- DVD box art
- Directed by: Thomas Riedelsheimer [de]
- Written by: Thomas Riedelsheimer
- Produced by: Annedore von Donop Trevor Davies Leslie Hills
- Starring: Andy Goldsworthy
- Cinematography: Thomas Riedelsheimer
- Edited by: Thomas Riedelsheimer
- Music by: Fred Frith
- Distributed by: Roxie Releasing
- Release dates: 27 April 2001 (Germany); 2 January 2003 (U.S.);
- Running time: 90 minutes
- Countries: Germany Finland United Kingdom
- Language: English

= Rivers and Tides =

2001 Anglo-German film directed by Thomas Riedelsheimer

Rivers and Tides is a 2001 documentary film directed by Thomas Riedelsheimer about the British artist Andy Goldsworthy, who creates intricate and ephemeral sculptures from natural materials such as rocks, leaves, flowers, and icicles. The music was composed and performed by Fred Frith and was released on a soundtrack, Rivers and Tides (2003).

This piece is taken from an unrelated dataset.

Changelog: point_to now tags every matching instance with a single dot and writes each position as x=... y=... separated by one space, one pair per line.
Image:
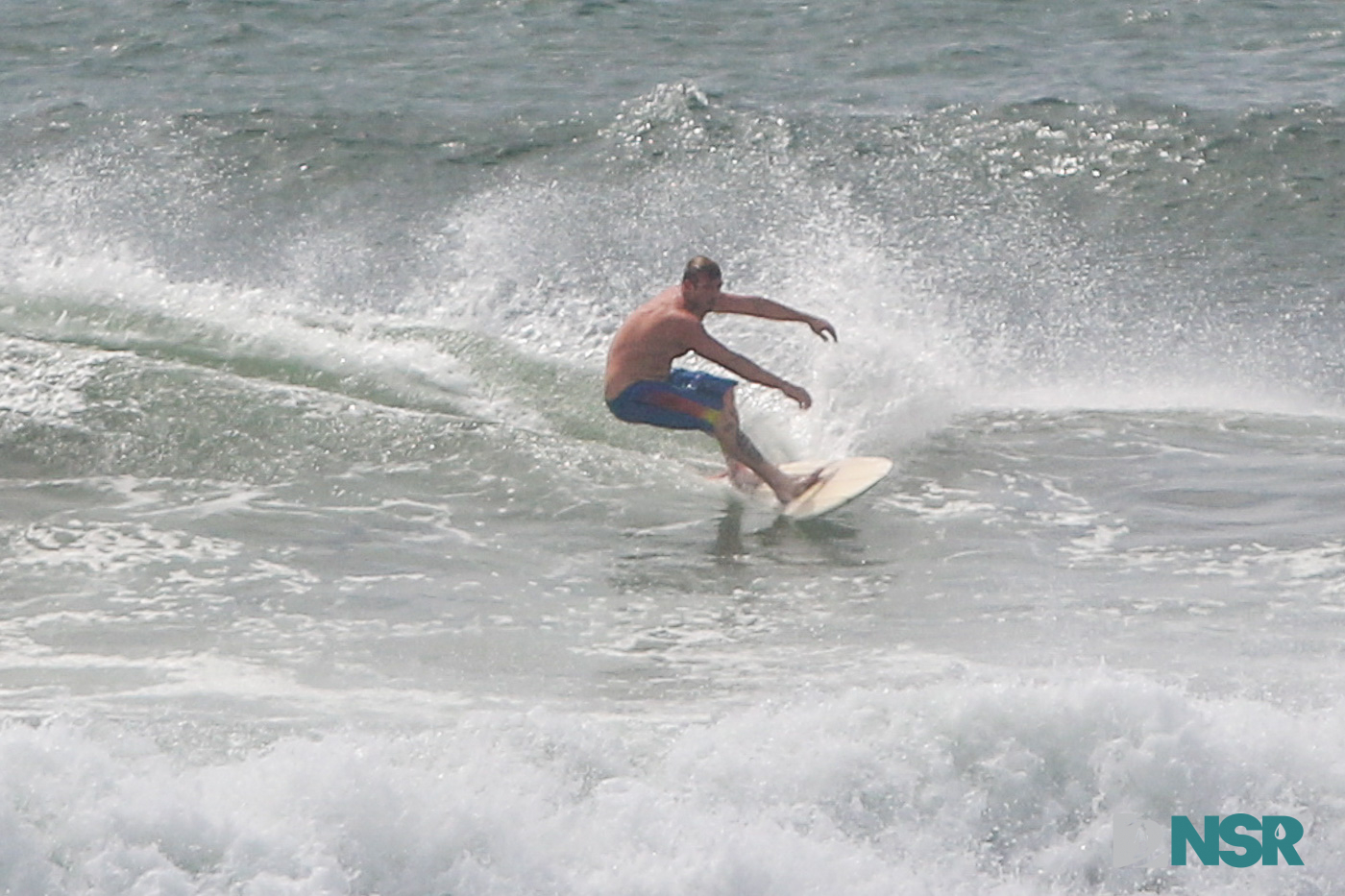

The film received a number of awards, including the ‘Best Documentary’ awards of the San Diego Film Critics Society and the San Francisco Film Critics Circle. It is an Anglo-German co-production by Mediopolis Film and the British independent film company Skyline Productions.

In 2018, Goldsworthy, Riedelsheimer, and composer Frith released a follow-up documentary, Leaning Into the Wind.

==Reception==
On review aggregator website Rotten Tomatoes, the film holds an approval rating of 99% based on 71 reviews, with an average rating of 8.2/10.